Information security has received increasing attention in daily life, and has also promoted the development of new materials and technologies for encryption, anti-counterfeiting, and information security storage. By combining multiple anti-counterfeiting technologies or utilizing multiple external stimuli (such as light, temperature, pH, and humidity) for information decryption, the encrypted information becomes difficult to interpret and replicate, thus the security of information storage can be effectively improved. However, integrating different types of anti-counterfeiting technologies into a system often requires complex assembly methods and is difficult to avoid mutual interference. Meanwhile, complex decryption operations often require expensive and cumbersome decryption devices. Therefore, it is  highly challenging to achieve secure storage of information through simple encryption/decryption methods.

On the other hand, rewritable materials can reversibly write/erase information under specific stimuli such as light, solvents, ions, acids/bases, or competitive guest molecules, which has attracted great attention in the field of information storage. However, most of the currently reported rewritable materials have chemical reactivity or are based on gel systems. They are vulnerable to the influence of chemical residues/accumulation or undergo volume change with solvent evaporation, which limits the rewritability and sensitivity. Therefore, it is necessary to develop a rewritable material with fast response speed, rewritability, simple preparation, and mild conditions.

In this work, Professor Chenghui Li, in collaboration with Professor Quan Li from Southeast University, designed a series of dual responsive multi domain liquid crystal elastomers (LCEs), utilizing their transition from opaque to transparent state under strain/temperature stimulation to achieve multi-level information encryption and real-time, rewritable transient information display.

Figure 1.Dual responsive liquid crystal elastomers for multi-level information encryption 

When the liquid crystal elastomer transform from multi-domain state to single-domain state under strain or from nematic phase to isotropic phase, the as-prepared multi-domain LCEs samples can achieve a reversible transition from opaque to transparent state, and the transition strain or temperature is highly dependent on the content of long chain flexible spacers. Therefore, information encrypted using different LCE inks can be decrypted at specific strains or temperatures, thereby achieving multi-level protection of information. In addition, combining the phase transition of multi domain LCEs and the photothermal effect of multi-walled carbon nanotubes (MWCNTs), near infrared light can be used as a writing pen to achieve rewritable transient information display. This work provides new options for developing multiple stimulus response materials and has potential application prospects in data storage, encryption, and display systems.

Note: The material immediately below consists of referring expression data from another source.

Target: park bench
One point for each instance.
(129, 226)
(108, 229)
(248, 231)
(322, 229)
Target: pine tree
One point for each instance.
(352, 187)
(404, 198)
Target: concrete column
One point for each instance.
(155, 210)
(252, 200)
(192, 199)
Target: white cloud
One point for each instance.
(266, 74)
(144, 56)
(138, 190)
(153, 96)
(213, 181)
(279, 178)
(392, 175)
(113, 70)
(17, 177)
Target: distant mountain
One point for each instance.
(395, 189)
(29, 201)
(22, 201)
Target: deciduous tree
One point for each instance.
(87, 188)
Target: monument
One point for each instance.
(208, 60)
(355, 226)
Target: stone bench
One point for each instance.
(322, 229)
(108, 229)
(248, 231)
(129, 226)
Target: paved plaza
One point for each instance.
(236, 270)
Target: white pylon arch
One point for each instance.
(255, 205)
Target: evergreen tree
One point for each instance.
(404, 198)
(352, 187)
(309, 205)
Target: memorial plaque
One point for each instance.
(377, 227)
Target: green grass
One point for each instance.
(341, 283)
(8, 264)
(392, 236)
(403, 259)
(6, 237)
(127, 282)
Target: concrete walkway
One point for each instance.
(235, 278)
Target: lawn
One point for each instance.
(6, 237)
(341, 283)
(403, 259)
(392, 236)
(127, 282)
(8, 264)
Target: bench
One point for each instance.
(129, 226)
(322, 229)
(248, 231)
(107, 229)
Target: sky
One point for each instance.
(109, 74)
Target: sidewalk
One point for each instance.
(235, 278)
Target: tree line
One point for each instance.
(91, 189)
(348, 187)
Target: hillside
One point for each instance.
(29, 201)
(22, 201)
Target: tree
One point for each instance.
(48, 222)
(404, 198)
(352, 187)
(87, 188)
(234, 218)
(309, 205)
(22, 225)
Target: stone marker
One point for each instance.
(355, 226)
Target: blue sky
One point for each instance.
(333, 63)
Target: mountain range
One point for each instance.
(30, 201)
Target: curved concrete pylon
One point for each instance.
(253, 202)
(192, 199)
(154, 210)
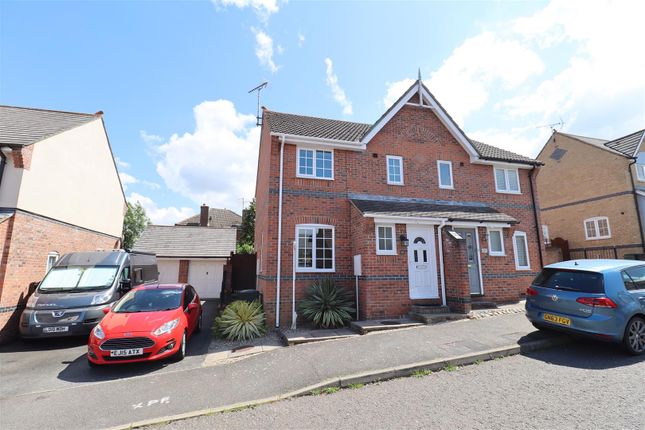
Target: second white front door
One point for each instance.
(422, 264)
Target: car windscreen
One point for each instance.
(149, 300)
(571, 280)
(78, 278)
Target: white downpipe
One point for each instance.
(279, 272)
(443, 278)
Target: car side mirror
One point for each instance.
(125, 285)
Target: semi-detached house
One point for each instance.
(437, 218)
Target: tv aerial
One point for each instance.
(257, 89)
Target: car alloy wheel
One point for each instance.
(635, 336)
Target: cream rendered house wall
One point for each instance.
(72, 178)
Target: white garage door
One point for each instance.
(206, 277)
(168, 271)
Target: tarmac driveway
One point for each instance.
(47, 364)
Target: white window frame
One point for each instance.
(492, 253)
(387, 168)
(596, 228)
(640, 172)
(313, 175)
(526, 244)
(56, 256)
(313, 268)
(385, 251)
(452, 179)
(506, 181)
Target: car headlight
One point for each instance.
(98, 332)
(166, 328)
(31, 303)
(99, 299)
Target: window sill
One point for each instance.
(314, 177)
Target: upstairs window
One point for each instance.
(507, 181)
(385, 243)
(640, 172)
(597, 228)
(394, 170)
(315, 163)
(315, 248)
(444, 169)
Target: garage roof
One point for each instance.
(187, 241)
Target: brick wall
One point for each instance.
(27, 241)
(419, 137)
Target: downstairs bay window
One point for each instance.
(315, 248)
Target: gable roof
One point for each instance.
(20, 126)
(184, 241)
(217, 218)
(629, 144)
(331, 129)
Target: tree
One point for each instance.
(246, 242)
(134, 223)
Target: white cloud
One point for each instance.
(120, 163)
(336, 90)
(216, 163)
(149, 138)
(263, 8)
(264, 50)
(169, 215)
(463, 83)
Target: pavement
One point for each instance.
(120, 395)
(583, 385)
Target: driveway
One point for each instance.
(50, 364)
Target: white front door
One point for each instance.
(422, 264)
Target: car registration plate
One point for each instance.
(56, 329)
(556, 319)
(126, 352)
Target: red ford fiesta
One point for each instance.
(148, 323)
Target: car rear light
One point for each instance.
(598, 302)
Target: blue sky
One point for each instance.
(172, 77)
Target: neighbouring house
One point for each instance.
(194, 250)
(592, 194)
(437, 218)
(59, 192)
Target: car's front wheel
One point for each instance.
(181, 352)
(634, 339)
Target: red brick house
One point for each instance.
(59, 192)
(437, 218)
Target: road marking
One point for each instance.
(162, 401)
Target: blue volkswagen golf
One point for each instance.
(604, 299)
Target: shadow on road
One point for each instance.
(585, 353)
(79, 371)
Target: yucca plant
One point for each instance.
(241, 321)
(327, 305)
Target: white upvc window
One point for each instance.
(521, 250)
(394, 169)
(315, 163)
(444, 170)
(640, 172)
(507, 180)
(385, 239)
(496, 242)
(597, 228)
(315, 248)
(52, 258)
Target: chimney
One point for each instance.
(203, 216)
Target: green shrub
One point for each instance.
(241, 321)
(327, 305)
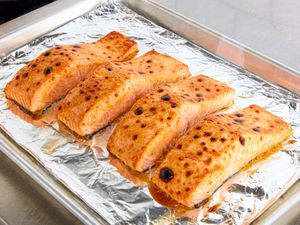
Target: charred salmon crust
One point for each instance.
(49, 77)
(224, 145)
(156, 120)
(113, 89)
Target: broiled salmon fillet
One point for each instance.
(156, 120)
(113, 89)
(53, 73)
(216, 148)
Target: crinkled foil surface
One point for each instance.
(88, 173)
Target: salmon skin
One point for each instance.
(49, 77)
(155, 121)
(113, 89)
(216, 148)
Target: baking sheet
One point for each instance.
(88, 171)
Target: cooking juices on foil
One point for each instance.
(87, 170)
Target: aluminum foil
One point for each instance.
(88, 171)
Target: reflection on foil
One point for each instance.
(87, 170)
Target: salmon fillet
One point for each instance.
(216, 148)
(113, 89)
(155, 121)
(53, 73)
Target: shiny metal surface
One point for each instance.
(21, 58)
(219, 44)
(23, 202)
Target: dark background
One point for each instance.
(10, 9)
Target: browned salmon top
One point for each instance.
(114, 88)
(159, 118)
(216, 148)
(53, 73)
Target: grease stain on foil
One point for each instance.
(87, 170)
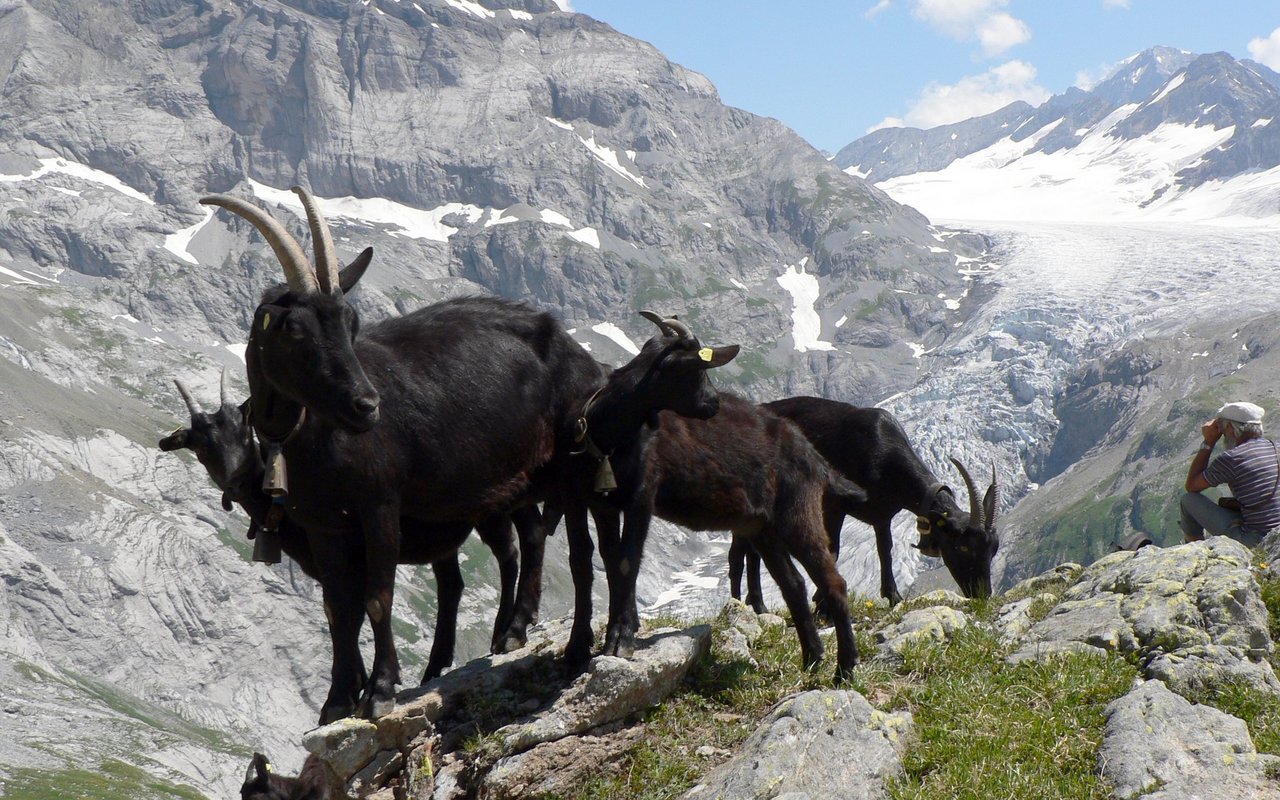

Figure 2. Dual responsive liquid crystal elastomers for transient information display 

The related paper entitled “A Dual-Responsive Liquid Crystal Elastomer for Multi-Level Encryption and Transient Information Display” has been published in Angewandte Chemie International Edition (DOI: 10.1002/anie.202313728). Prof. Cheng-Hui Li and Prof. Quan Li are the corresponding author and doctoral student Hong-Qin Wang is the first author. This work was funded by National Natural Science Foundation of China (Grant No. 22271139), the Jiangsu Innovation Team Program, the Fundamental Research Funds for the Central Universities, and the Postgraduate Research & Practice Innovation Program of Jiangsu Province (KYCX23-0113).